Ölen de uyuyan gibi, gözünü kapamadan önce kendi durumunun farkında olur. İyi kişi, rahat bir uyku çeker. Kötü kişi, yatağa vicdan rahatsızlığı içinde yatar. Ölümle yüz yüze gelen kişi, hayatının biteceğini anlayacağı için ondaki ruh halinin etkisi daha fazla olur. İyi kişinin, ölüm öncesi halini şu âyetten öğreniyoruz:
الَّذِينَ تَتَوَفَّاهُمُ الْمَلآئِكَةُ طَيِّبِينَ يَقُولُونَ سَلامٌ عَلَيْكُمُ ادْخُلُواْ الْجَنَّةَ بِمَا كُنتُمْ تَعْمَلُونَ
“Melekler, iyi durumdakilerin ruhlarını aldıkları sırada şöyle derler: “Artık güvendesiniz! Yapmış olduğunuz şeylerin karşılığı olarak cennete gireceksiniz [43].” (Nahl 16/32)

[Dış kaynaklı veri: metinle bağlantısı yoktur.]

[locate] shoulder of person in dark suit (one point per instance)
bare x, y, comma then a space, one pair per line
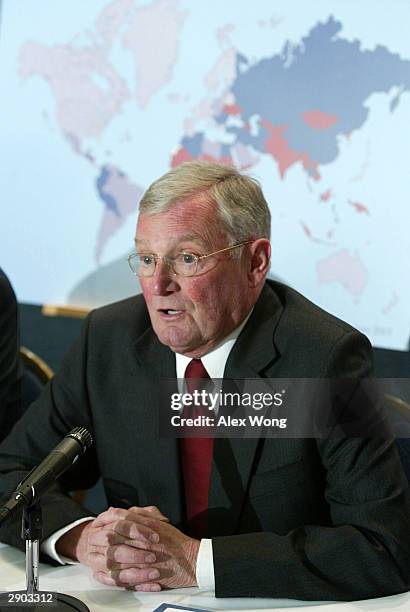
9, 357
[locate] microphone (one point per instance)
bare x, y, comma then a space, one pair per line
42, 477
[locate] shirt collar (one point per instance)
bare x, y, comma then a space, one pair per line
214, 361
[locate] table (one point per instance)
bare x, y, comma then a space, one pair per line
77, 580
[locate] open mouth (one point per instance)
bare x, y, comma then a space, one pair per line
169, 312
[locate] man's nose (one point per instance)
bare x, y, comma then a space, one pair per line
165, 281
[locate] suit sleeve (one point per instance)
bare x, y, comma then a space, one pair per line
62, 406
364, 553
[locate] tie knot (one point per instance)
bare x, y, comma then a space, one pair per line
196, 369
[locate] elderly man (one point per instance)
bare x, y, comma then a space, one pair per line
300, 518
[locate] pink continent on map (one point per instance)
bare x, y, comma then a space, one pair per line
126, 196
153, 38
344, 268
84, 107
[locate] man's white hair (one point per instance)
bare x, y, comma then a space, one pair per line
240, 204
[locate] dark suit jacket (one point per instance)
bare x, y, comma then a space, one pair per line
10, 409
300, 518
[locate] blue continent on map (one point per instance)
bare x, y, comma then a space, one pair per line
303, 99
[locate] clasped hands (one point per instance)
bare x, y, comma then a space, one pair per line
136, 549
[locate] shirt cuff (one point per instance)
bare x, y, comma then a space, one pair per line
48, 547
205, 574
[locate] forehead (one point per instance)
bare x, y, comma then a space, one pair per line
187, 221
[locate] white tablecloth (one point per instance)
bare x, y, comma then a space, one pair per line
76, 580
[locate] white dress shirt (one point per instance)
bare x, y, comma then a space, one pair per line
214, 363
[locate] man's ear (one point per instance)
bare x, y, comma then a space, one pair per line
259, 262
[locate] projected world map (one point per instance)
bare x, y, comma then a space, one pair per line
314, 103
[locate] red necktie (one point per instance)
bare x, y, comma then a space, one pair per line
196, 456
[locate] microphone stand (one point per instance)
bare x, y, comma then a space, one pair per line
32, 598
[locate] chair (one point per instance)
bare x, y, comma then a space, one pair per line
399, 415
35, 374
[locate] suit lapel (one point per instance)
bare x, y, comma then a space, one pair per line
252, 356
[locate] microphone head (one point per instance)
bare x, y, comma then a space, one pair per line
83, 437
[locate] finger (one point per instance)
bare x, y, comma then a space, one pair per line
109, 516
100, 562
105, 578
122, 531
151, 510
148, 587
134, 576
129, 554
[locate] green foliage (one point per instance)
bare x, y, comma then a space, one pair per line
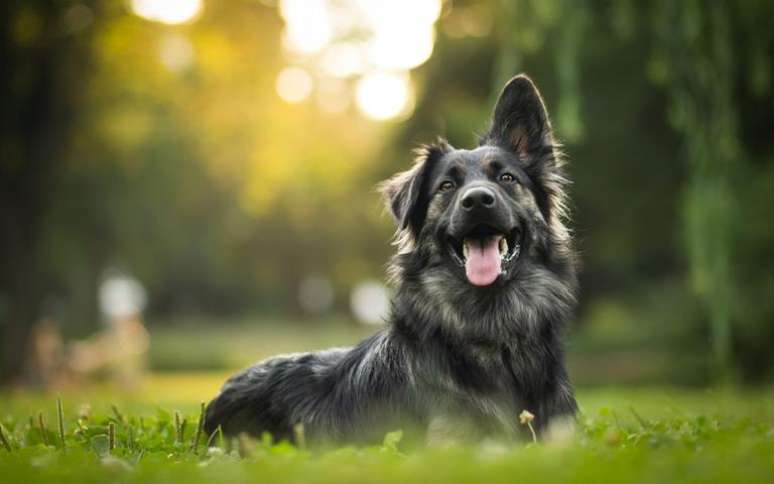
630, 437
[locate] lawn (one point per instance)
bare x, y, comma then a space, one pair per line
644, 434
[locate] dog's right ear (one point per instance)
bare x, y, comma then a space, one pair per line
404, 192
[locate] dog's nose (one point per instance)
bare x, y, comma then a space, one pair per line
478, 197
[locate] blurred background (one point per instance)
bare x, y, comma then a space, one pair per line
187, 186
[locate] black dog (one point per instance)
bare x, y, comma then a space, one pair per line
484, 279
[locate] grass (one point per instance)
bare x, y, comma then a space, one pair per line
152, 435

Günahkâr müminlerin ruhları alınırken duydukları sıkıntıları şu âyetlerden öğreniyoruz:
وَأَنفِقُوا مِن مَّا رَزَقْنَاكُم مِّن قَبْلِ أَن يَأْتِيَ أَحَدَكُمُ الْمَوْتُ فَيَقُولَ رَبِّ لَوْلَا أَخَّرْتَنِي إِلَى أَجَلٍ قَرِيبٍ فَأَصَّدَّقَ وَأَكُن مِّنَ الصَّالِحِينَ , وَلَن يُؤَخِّرَ اللَّهُ نَفْسًا إِذَا جَاء أَجَلُهَا وَاللَّهُ خَبِيرٌ بِمَا تَعْمَلُونَ .

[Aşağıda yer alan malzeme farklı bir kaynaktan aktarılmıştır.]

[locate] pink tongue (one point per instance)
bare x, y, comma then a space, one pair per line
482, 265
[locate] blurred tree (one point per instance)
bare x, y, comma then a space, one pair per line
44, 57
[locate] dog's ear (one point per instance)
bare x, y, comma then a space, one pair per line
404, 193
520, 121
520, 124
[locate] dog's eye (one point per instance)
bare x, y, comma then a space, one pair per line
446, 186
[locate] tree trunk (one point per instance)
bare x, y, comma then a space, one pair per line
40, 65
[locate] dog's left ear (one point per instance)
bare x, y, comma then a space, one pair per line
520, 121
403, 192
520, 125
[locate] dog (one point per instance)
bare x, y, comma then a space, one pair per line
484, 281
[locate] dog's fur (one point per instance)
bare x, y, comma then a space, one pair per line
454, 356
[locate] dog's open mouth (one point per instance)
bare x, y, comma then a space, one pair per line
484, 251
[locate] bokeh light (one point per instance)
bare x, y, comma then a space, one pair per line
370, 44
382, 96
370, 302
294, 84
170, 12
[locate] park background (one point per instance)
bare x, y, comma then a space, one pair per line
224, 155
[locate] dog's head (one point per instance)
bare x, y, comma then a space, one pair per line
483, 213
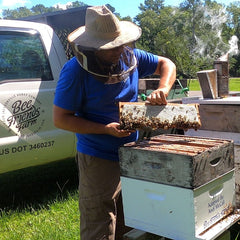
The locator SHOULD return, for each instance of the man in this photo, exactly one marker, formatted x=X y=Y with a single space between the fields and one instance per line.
x=104 y=72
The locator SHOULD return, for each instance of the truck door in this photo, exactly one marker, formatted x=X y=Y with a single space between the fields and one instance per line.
x=27 y=84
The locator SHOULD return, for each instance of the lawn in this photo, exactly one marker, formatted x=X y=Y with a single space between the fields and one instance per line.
x=40 y=203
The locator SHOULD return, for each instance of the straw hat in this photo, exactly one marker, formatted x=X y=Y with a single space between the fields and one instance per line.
x=103 y=30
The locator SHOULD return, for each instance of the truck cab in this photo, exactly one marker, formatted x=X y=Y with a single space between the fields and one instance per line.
x=31 y=58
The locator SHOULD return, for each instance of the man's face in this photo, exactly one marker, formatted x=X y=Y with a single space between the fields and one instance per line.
x=110 y=56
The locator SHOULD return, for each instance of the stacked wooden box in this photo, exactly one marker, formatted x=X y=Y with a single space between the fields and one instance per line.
x=220 y=119
x=177 y=186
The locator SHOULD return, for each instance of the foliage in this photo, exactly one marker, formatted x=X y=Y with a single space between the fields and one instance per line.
x=35 y=10
x=193 y=35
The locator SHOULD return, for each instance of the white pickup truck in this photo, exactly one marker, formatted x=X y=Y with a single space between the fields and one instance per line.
x=31 y=58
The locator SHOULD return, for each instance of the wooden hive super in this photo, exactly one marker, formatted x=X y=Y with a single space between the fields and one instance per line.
x=177 y=160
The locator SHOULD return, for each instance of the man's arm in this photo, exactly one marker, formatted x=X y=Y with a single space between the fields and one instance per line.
x=67 y=120
x=166 y=69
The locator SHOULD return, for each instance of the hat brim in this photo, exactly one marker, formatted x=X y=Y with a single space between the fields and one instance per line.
x=129 y=32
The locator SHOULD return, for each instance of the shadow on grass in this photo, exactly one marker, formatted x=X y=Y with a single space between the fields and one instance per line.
x=37 y=186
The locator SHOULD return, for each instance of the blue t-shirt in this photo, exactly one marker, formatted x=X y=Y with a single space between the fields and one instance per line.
x=78 y=91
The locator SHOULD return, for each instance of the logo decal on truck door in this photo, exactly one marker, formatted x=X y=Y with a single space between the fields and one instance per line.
x=21 y=114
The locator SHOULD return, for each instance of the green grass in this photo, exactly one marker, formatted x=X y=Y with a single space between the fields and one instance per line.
x=234 y=84
x=40 y=203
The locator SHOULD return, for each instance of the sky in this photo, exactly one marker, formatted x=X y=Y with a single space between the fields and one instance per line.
x=124 y=7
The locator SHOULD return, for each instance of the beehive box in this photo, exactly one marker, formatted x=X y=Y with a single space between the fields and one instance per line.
x=175 y=212
x=177 y=160
x=236 y=140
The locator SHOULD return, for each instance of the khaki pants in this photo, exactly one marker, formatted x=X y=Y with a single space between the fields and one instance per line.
x=99 y=199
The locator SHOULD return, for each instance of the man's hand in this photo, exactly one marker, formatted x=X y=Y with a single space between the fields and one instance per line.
x=158 y=97
x=114 y=130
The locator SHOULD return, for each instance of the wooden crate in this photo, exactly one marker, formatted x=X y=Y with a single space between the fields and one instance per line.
x=218 y=114
x=176 y=212
x=235 y=137
x=177 y=160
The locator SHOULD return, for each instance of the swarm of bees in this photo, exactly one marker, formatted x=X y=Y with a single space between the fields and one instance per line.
x=130 y=122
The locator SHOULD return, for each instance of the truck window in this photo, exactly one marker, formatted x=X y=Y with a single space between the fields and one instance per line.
x=23 y=57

“Size rızık olarak verdiğimiz şeylerden hayra harcayın; yoksa ölüm gelip çatar da şöyle dersiniz: “Rabbim (Sahibim)! Ne olur; beni kısa bir süre daha yaşat da sadaka verip iyilerden olayım.” Bir kimsenin ömrü bitince Allah ona asla ek süre vermez. Allah, yaptığınız her şeyin iç yüzünü bilir.” (Münâfikûn 63/10-11)
Hayatlarını yanlışlar içinde geçirenlerin, ölüm öncesi hallerini anlatan âyetler şöyledir:
الَّذِينَ تَتَوَفَّاهُمُ الْمَلائِكَةُ ظَالِمِي أَنفُسِهِمْ فَأَلْقَوُاْ السَّلَمَ مَا كُنَّا نَعْمَلُ مِن سُوءٍ بَلَى إِنَّ اللّهَ عَلِيمٌ بِمَا كُنتُمْ تَعْمَلُونَ . فَادْخُلُواْ أَبْوَابَ جَهَنَّمَ خَالِدِينَ فِيهَا فَلَبِئْسَ مَثْوَى الْمُتَكَبِّرِينَ.

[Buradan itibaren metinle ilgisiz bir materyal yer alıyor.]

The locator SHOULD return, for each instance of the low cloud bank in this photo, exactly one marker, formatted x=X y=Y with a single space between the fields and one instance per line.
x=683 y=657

“ Melekler, kendilerini kötü duruma düşürmüş kişilerin ruhlarını alırken onlar hemen teslimiyet gösterecek ve “Biz kötü bir şey yapmıyorduk ki!” diyeceklerdir. ‘Hayır, ne yaptığınızı Allah iyi biliyor. Siz, ölmemek üzere Cehennemin kapılarından gireceksiniz[44]’. Büyüklük taslayanların yerleşecekleri yer ne kötüdür!” (Nahl 16/28-29)
Bütün bunların, ruhlarının alınmasından önce olduğunu şu âyetler anlatmaktadır:
حَتَّى إِذَا جَاء أَحَدَهُمُ الْمَوْتُ قَالَ رَبِّ ارْجِعُونِ . لَعَلِّي أَعْمَلُ صَالِحًا فِيمَا تَرَكْتُ كَلَّا إِنَّهَا كَلِمَةٌ هُوَ قَائِلُهَا وَمِن وَرَائِهِم بَرْزَخٌ إِلَى يَوْمِ يُبْعَثُونَ . فَإِذَا نُفِخَ فِي الصُّورِ فَلَا أَنسَابَ بَيْنَهُمْ يَوْمَئِذٍ وَلَا يَتَسَاءلُونَ .فَمَن ثَقُلَتْ مَوَازِينُهُ فَأُوْلَئِكَ هُمُ الْمُفْلِحُونَ . وَمَنْ خَفَّتْ مَوَازِينُهُ فَأُوْلَئِكَ الَّذِينَ خَسِرُوا أَنفُسَهُمْ فِي جَهَنَّمَ خَالِدُونَ . تَلْفَحُ وُجُوهَهُمُ النَّارُ وَهُمْ فِيهَا كَالِحُونَ
“Onlardan (yanlış yolda olanlardan) birine ölüm geldi mi şöyle der: “Rabbim! Beni geri çeviriniz. Terk ettiğim dünyada belki iyi bir iş yaparım.” Hayır, asla! Bu onun söyleyeceği (boş) bir sözdür. Önlerinde yeniden dirilecekleri güne kadar bir engel vardır. (Müminûn 23/99-100)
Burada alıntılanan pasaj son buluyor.